The correlation coefficient is positive which implies that a positive relationship exists between the given variables and hence the change in both variables is expected in the same direction. Further, the correlation coefficient matrix is higher than 0.6 which would mean that a strong relationship is present between the two variables (Hastie, Tibshirani and Friedman, 2014).
a) The independent variable is weekly hours worked while the dependent variable is the yearly income. The selection of the variables is such because the income is a function of the work hours.

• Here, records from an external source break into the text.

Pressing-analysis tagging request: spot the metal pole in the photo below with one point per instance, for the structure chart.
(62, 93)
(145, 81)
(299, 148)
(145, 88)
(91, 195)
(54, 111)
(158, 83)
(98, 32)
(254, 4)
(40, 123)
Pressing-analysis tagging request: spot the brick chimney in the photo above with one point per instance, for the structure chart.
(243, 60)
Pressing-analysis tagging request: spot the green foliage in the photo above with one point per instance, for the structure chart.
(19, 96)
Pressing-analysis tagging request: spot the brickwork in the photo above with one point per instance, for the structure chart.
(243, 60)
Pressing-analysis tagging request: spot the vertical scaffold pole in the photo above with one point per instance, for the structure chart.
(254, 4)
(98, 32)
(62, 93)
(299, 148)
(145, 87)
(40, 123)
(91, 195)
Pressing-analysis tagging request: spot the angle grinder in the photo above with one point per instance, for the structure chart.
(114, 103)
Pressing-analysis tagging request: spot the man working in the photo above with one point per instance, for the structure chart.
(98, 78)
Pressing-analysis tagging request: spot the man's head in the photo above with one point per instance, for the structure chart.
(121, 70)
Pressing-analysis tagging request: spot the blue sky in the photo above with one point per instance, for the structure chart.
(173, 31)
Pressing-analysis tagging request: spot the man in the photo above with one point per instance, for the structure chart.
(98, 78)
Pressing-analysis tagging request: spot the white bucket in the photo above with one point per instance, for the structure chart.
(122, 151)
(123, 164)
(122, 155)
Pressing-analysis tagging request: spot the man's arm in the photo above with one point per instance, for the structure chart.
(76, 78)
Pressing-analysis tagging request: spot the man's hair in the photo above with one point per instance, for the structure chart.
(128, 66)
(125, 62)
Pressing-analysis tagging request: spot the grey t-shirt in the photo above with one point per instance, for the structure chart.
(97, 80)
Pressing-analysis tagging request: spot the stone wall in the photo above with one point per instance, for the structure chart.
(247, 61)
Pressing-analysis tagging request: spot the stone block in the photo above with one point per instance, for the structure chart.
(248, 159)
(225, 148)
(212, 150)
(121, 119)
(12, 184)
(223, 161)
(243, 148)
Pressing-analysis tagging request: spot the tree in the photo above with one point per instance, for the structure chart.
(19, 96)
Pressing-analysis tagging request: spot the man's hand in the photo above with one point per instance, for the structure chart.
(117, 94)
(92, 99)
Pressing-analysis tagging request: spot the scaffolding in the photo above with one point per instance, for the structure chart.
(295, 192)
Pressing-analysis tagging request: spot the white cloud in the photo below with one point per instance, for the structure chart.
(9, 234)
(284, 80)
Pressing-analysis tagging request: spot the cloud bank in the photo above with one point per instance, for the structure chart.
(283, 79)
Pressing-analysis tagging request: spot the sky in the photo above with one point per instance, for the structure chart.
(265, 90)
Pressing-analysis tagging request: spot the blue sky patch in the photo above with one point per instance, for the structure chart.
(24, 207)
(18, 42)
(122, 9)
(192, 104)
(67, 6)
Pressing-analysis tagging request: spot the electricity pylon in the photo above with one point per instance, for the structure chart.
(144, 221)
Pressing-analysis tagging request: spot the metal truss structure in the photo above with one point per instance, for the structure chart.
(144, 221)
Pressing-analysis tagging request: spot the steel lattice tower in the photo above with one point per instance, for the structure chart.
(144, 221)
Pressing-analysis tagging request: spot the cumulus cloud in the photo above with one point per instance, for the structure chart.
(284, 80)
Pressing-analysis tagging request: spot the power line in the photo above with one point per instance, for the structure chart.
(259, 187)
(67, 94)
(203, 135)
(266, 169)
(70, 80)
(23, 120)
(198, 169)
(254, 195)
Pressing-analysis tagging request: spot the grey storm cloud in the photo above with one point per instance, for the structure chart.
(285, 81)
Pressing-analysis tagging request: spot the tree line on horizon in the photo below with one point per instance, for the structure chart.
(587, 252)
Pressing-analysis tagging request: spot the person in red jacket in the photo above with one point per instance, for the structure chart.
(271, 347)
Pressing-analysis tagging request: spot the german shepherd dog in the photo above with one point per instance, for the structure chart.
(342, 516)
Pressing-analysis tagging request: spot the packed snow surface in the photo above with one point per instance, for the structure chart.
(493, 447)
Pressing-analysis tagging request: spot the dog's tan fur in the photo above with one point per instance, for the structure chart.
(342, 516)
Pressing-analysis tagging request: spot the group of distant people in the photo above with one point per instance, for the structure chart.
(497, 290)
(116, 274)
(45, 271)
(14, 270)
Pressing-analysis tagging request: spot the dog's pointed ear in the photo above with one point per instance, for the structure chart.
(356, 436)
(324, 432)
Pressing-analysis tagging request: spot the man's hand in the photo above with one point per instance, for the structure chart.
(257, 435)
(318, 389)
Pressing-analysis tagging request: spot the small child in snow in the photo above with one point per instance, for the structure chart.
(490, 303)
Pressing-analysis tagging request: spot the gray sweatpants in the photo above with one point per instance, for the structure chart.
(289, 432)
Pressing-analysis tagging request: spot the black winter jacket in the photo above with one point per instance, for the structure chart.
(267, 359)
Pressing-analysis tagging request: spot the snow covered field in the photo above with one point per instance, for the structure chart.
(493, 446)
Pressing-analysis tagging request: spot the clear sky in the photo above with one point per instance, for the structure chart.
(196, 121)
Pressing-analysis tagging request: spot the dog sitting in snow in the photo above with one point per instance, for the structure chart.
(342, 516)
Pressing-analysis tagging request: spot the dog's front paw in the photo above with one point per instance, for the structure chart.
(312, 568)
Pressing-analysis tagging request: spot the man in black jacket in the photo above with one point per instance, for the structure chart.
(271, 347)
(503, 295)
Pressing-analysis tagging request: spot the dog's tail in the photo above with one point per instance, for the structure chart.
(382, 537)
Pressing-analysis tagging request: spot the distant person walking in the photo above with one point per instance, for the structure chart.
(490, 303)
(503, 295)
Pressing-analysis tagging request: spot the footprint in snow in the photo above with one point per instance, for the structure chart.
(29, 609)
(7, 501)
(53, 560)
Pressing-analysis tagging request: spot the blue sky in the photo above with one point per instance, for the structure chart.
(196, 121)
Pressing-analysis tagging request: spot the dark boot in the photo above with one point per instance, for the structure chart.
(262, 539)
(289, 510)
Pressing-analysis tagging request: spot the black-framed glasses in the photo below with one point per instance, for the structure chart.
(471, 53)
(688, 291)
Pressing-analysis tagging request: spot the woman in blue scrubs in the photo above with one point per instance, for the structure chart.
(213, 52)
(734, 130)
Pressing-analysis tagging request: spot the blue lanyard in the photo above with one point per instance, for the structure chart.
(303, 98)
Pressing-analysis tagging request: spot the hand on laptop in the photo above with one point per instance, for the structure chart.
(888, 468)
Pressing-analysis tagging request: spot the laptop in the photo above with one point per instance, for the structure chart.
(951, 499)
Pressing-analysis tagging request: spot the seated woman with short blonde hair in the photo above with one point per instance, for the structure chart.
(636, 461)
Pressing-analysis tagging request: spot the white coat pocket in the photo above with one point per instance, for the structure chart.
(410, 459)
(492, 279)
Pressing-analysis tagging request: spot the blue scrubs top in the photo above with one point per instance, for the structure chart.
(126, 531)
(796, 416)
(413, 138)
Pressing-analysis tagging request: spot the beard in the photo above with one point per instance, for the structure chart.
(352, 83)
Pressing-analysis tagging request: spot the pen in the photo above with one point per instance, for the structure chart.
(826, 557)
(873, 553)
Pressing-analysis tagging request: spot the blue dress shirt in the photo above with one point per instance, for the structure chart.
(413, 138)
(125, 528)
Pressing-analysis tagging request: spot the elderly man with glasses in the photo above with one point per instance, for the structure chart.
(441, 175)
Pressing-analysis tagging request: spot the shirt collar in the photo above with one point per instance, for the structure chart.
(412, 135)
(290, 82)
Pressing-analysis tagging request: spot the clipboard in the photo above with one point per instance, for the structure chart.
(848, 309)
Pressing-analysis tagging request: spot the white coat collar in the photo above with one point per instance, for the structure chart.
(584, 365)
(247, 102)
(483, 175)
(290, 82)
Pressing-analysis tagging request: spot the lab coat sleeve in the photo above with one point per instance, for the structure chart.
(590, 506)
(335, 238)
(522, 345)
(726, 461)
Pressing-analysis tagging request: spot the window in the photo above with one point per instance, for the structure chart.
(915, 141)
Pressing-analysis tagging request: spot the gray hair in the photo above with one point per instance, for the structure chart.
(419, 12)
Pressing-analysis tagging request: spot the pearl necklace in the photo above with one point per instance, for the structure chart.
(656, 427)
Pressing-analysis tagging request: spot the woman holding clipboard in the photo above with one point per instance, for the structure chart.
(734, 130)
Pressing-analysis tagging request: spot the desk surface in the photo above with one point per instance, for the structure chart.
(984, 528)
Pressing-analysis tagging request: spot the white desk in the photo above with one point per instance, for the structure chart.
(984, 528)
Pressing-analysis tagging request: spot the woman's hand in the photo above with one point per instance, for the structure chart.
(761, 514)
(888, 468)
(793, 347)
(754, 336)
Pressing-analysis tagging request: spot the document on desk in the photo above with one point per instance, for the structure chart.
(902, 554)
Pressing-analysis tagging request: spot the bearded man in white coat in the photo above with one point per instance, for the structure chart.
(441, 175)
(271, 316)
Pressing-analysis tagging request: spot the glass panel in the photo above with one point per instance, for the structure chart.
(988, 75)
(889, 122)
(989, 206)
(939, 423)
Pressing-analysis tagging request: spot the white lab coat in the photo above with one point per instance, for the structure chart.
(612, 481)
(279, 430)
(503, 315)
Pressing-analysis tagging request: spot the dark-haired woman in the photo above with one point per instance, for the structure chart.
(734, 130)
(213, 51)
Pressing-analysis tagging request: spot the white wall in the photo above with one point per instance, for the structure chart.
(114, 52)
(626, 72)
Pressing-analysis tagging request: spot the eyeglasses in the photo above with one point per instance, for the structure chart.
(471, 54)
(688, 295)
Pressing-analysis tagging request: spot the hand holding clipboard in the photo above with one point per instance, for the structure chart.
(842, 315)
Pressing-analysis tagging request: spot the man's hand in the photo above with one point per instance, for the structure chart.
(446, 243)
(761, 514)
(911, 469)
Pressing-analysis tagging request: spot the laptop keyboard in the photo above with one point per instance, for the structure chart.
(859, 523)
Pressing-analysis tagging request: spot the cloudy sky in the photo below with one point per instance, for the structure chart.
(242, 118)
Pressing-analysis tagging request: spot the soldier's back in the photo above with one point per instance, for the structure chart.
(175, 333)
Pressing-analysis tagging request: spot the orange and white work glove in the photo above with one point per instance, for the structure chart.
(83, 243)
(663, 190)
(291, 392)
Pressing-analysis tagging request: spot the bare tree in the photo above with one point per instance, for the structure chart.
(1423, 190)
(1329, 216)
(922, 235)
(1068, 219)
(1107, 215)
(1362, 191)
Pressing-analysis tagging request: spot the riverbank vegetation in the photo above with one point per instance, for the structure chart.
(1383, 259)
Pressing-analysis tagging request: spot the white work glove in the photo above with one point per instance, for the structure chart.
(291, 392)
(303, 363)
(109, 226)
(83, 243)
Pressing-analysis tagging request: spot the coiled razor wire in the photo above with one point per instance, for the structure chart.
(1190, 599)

b) The scatter plot between the above variables has been drawn using Excel and illustrated as follows.
c) The output of regression analysis as derived from Excel is indicated as follows.
The equation of regression line based on the above output is represented as follows.
Yearly income ($ 000’s) = 36.885 + 0.684*(Hours per Week)
Value of intercept is 36.885. This would be the annual income expected in $ 000’s if there is zero working hours per week. The slope coefficient is 0.684 which indicates that any change in the weekly working hours by even 1 hour would alter the annual income by $ 684. Further, the positive slope coefficient would imply that the direction change for the variable would be same (Medhi, 2016).
d) R2 (also known as coefficient of determination) has been computed as 0.4435. this is indicative that 44.35% of yearly income changes are attributed to corresponding changes in weekly working hours. However, 55.65% of the changes in yearly income are not explained by the current regression model (Taylor and Cihon, 2017).
Hastie, T., Tibshirani, R. and Friedman, J. (2014) The Elements of Statistical Learning. 4th ed. New York: Springer Publications.
Medhi, J. (2016) Statistical Methods: An Introductory Text. 4th ed. statistics assignment Sydney: New Age International.
Taylor, K. J. and Cihon, C. (2017) Statistical Techniques for Data Analysis. 2nd ed. Melbourne: CRC Press.